3) Método. Se a questão em tela diz respeito à preservação do estado democrático e de direito, não faria sentido algum violá-lo para promovê-lo. Isso é comezinho, chega a ser uma platitude. Cristão (ou cidadão) algum está autorizado, por sabe-se lá que motivos ou diretrizes, a cortar a orelha do guarda incumbido de prender Jesus, a exemplo de Pedro. Mas deve, sim, repreender o Herodes Antipas que infringe descaradamente uma lei civil - como fez João Batista, a custo da própria liberdade e, pouco depois, da própria vida (relembrando: Herodíade era filha de Berenice e de Aristóbulo IV - filho de Herodes, o grande, matador de criancinhas. Teve ela como primeiro marido Herodes Filipe, filho de Herodes com Mariana, filha do sumo-sacerdote Simão. Herodíade e Herodes Filipe tiveram uma filha, Salomé. Contudo, Herodíade se separou deste marido para casar com outro meio-tio, Herodes Antipas; este, para poder casar com Herodíade, teve que se divorciar da sua primeira esposa, Fasélia, filha do rei nabateu Aretas IV. A união foi condenada por João Batista e gerou animosidade entre o povo, que acusou o casal de incesto).

Conclusão. Sendo o fundamento e o propósito das manifestações, a meu ver, inatacáveis, resta a avaliação do método. Adventistas do sétimo dia foram instruídos por Ellen G. White, ainda no século 19, a participar de eleições [não ordinárias] aos sábados quando o tema se referisse a políticas que impactassem nos valores cristãos da nação: aborto, dia de guarda obrigatório, temperança, etc. (Confira este artigo e a nota lá no fim deste texto.)

Ora, a democracia não acaba em uma cabine de votação. Continua a partir dali. Aliás, restringir a cidadania ao exercício do voto é uma das principais causas da degradação institucional a que chegamos.
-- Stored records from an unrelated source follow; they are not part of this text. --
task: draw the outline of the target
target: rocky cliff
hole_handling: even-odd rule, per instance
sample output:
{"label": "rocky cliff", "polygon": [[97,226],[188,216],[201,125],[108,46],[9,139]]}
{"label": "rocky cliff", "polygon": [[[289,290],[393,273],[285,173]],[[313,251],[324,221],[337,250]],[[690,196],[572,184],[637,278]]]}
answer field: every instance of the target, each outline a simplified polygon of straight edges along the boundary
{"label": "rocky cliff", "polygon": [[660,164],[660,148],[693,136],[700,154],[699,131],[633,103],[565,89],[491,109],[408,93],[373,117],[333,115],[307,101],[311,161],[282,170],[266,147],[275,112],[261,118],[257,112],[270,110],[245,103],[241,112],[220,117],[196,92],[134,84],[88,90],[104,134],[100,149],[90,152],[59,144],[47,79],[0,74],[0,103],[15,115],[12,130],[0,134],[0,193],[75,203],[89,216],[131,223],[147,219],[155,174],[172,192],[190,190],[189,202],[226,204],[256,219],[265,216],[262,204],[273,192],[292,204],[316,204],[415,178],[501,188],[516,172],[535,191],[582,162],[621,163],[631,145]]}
Jesus converteu o coração de zelotes, mas não deixou de pagar impostos. Não deixou de respeitar as autoridades, mas, sempre com lágrimas na voz, conclamou-as ao arrependimento e à reforma de vida lançando mão de vocativos nada politicamente corretos: hipócritas, raça de víboras, merecedores do fogo do geena.

Como servidor do Ministério Público Federal há vinte anos, tenho cotidianamente ao alcance da vista o trabalho de colegas e de procuradores trabalhando infatigavelmente em operações como a Lava-Jato, sob estresse físico e emocional limítrofes. Mas, principalmente, sob ameaças explicitas, agressões (a casa do procurador-geral da república foi arrombada agora em janeiro) e retaliações orçamentárias desde a década passada, quando do mensalão. E posso dizer, como servidor público, como cidadão e como cristão: ajoelhar-se buscando a misericórdia e a intervenção divina não implica ajoelhar-se ante um colarinho branco.

Um feliz sábado para todos. E um grande 15/3 para o nosso país.

Marco Antonio Dourado

* A citação a Ellen White por parte de seu neto Arthur não endossa, de fato, votação política ORDINÁRIA no sábado. Contudo, percebe-se que ela admitiu que em caso de pleitos cujas propostas - virtuosas ou perversas - pudessem impactar fortemente na comunidade demandava-se ação positiva do adventista. Parece-me um daqueles casos da “ovelha que caiu no buraco”.